Salt Lake City is on the verge of setting a record, only this one is nothing to brag about. So far, 19 homicides have been recorded for 1995. That puts the city on track toward breaking the previous high of 25 in one year.
Add in the number of dead from the rest of Salt Lake County and the total comes to 26.The reasons are clear. A rise in drug use and gang activity has made the Wasatch Front a more dangerous place. Methamphetamine labs now dot many neighborhoods. Their presence is a danger in many ways. Such labs are highly flammable, and explosions could kill or maim neighbors. Meanwhile, the drugs they produce induce feelings of anxiety and paranoia in users. That tends to lead to violence. Other drugs also induce similar problems.
Is such crime a natural byproduct of growth? Perhaps, but residents shouldn't throw up their hands and resign themselves to accepting it. Neither should they ignore it simply because it hasn't hit their neighborhood yet.

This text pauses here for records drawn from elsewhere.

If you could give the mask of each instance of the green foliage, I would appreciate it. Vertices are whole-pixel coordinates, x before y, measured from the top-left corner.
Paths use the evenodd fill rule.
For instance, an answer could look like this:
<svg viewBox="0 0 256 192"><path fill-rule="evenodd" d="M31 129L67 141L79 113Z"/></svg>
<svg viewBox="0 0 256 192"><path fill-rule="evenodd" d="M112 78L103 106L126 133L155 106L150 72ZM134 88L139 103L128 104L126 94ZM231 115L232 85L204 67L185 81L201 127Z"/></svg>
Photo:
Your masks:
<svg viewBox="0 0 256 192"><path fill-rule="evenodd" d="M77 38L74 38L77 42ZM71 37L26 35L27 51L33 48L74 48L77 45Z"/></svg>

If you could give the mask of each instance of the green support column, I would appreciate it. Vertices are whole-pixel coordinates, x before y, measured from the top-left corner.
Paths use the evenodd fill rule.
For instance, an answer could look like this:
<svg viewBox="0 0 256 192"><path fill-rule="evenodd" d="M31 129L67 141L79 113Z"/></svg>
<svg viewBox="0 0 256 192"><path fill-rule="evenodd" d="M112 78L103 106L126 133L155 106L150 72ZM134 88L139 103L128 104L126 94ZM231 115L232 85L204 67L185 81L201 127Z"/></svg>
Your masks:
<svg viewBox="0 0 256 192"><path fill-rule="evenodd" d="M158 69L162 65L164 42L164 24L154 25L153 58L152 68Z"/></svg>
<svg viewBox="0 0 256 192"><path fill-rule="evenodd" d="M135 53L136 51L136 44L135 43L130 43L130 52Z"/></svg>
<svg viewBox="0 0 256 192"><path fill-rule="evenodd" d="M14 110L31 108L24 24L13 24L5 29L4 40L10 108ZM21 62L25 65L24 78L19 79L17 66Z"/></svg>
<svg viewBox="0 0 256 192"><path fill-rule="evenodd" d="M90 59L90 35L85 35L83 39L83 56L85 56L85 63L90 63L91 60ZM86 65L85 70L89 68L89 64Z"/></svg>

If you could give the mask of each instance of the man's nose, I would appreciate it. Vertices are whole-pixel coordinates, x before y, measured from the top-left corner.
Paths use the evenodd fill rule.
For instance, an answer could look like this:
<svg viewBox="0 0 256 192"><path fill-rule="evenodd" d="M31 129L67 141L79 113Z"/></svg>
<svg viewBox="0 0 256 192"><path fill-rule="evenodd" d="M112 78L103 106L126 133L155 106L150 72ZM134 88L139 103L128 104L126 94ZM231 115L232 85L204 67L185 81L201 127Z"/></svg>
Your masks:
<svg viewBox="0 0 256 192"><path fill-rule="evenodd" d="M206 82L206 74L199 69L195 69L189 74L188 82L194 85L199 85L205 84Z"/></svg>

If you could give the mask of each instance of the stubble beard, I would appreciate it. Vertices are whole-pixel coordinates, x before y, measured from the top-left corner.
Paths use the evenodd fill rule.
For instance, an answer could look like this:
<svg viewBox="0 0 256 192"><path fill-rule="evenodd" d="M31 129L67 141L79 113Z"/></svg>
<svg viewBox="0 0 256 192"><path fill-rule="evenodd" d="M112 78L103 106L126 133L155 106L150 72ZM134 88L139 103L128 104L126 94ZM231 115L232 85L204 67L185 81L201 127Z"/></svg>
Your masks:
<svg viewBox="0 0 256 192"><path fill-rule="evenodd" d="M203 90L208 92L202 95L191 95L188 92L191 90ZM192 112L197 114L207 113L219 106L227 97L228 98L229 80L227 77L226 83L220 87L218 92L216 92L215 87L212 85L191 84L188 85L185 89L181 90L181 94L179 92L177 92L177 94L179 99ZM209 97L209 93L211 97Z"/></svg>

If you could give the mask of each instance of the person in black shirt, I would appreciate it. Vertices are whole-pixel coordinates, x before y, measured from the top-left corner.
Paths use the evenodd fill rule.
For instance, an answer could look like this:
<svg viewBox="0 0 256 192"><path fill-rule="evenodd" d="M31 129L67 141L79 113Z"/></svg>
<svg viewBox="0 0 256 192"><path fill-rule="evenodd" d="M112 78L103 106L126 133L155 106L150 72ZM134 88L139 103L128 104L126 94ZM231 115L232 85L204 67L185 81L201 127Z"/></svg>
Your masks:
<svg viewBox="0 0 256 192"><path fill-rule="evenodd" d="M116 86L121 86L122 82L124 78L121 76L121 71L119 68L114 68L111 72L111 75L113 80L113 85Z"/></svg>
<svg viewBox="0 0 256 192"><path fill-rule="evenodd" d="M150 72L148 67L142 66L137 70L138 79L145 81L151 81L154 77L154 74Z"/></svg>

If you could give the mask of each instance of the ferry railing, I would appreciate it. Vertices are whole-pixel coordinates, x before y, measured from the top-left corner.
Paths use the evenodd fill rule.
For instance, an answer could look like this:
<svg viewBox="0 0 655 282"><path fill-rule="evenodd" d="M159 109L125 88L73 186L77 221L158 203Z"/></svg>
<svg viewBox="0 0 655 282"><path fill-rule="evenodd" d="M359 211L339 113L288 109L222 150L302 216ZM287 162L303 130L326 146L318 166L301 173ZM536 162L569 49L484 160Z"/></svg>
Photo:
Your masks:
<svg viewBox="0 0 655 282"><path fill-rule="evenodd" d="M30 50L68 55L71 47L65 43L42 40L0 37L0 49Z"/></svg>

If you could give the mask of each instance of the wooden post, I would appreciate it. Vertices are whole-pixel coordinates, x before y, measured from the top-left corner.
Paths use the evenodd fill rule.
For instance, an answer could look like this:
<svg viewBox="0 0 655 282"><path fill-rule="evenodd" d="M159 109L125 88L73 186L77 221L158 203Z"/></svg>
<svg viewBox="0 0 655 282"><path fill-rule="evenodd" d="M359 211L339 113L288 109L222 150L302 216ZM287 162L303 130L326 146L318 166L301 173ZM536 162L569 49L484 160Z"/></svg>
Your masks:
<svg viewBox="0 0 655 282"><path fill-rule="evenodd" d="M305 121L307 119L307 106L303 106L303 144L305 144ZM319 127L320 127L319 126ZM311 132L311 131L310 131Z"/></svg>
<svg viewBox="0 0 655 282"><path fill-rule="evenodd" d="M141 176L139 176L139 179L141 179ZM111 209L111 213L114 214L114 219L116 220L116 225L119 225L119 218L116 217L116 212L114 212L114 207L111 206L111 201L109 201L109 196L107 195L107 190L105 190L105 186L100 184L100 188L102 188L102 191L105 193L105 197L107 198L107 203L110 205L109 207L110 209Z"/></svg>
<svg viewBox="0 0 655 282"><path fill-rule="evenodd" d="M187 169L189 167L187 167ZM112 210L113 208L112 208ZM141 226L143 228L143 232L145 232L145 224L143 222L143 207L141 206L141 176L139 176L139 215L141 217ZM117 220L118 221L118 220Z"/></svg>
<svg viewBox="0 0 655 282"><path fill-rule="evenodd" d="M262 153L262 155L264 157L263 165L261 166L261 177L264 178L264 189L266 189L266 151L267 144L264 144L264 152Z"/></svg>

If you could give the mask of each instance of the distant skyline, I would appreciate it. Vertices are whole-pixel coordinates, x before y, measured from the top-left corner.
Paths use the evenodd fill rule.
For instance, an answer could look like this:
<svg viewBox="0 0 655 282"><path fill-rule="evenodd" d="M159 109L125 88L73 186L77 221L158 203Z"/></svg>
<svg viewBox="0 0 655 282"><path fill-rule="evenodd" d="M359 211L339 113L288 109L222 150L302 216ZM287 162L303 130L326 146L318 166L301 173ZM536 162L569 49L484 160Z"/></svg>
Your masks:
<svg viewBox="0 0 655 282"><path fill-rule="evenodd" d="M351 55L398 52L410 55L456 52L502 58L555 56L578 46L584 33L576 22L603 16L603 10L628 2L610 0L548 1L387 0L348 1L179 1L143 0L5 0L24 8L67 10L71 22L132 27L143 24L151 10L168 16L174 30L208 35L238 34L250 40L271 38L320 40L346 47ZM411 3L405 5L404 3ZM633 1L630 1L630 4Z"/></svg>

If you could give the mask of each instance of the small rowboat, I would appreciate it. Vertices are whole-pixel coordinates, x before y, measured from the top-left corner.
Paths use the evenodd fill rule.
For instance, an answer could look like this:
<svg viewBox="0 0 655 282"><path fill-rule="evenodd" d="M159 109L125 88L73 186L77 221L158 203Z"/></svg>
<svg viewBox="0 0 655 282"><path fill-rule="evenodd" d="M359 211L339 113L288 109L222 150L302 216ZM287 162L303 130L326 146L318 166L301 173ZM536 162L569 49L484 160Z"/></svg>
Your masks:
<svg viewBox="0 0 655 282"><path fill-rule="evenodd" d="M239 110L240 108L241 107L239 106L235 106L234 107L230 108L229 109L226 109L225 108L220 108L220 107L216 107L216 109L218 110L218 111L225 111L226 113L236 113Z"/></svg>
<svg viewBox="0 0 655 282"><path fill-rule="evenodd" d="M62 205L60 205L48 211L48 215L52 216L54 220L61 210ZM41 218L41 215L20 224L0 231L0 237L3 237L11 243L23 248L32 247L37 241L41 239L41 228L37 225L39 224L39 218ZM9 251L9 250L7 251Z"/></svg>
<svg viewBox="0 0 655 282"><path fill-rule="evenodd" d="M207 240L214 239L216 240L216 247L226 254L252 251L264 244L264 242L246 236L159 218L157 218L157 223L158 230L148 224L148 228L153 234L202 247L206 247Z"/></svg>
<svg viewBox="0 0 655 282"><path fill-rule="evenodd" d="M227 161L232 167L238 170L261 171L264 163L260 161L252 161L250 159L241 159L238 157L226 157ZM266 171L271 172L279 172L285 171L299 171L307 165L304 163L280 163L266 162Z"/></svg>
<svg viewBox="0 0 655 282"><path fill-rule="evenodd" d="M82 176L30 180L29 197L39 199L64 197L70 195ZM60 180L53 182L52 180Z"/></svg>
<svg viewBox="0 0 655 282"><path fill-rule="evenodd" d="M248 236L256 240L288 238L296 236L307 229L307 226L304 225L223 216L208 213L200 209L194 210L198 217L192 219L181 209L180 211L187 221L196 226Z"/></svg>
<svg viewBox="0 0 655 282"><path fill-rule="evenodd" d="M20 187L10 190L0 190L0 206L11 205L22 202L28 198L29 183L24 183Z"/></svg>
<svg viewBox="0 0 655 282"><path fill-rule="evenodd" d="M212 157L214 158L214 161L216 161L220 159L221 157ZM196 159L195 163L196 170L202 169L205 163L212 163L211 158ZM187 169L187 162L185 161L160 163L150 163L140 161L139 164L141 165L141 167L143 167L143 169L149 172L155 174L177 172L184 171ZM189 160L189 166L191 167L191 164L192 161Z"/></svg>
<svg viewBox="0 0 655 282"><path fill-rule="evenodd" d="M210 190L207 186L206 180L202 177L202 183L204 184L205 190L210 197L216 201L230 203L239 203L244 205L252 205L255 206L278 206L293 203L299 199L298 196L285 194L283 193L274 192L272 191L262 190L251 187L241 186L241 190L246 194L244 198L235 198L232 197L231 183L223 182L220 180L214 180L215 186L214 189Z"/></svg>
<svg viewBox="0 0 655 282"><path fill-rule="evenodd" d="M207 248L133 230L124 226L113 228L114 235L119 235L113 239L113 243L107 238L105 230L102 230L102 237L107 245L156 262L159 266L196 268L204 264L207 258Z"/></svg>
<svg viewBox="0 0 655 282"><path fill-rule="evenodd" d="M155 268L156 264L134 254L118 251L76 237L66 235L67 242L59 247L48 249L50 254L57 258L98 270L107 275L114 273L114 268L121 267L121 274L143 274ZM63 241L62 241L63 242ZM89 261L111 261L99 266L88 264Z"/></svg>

Like all criminals, drug dealers and gang members prefer to operate under a cloak of darkness. Neighborhood watch groups, organized under police supervision, provide a spotlight for inhibiting their activities. They also tend to unite good citizens in the common cause of improving their surroundings. Every neighborhood should form one.
Meanwhile, residents need to petition city hall for more police resources, even if that means taking money away from other worthy projects. In Salt Lake City, officers already have stopped responding to minor traffic accidents and other crimes. They are too busy trying to keep up with the major problems. Law enforcement shouldn't be caught short handed at a time when criminals seem to be multiplying.
There is another side to violent crime. Drug sales wouldn't be a problem if the demand didn't exist. Drug users tend to come from all walks of life and all income groups. They aren't likely to quit on their own. Again, residents and police should work hand-in-hand to identify these people and bring them to justice.
The head of Salt Lake City's homicide unit was quoted recently as saying the city has graduated, in a sense, because of its rising murder rate. Presumably he meant it was beginning to experience the types of crimes normally associated with the largest and most dangerous cities.
It's time to show the criminals that school is still in session.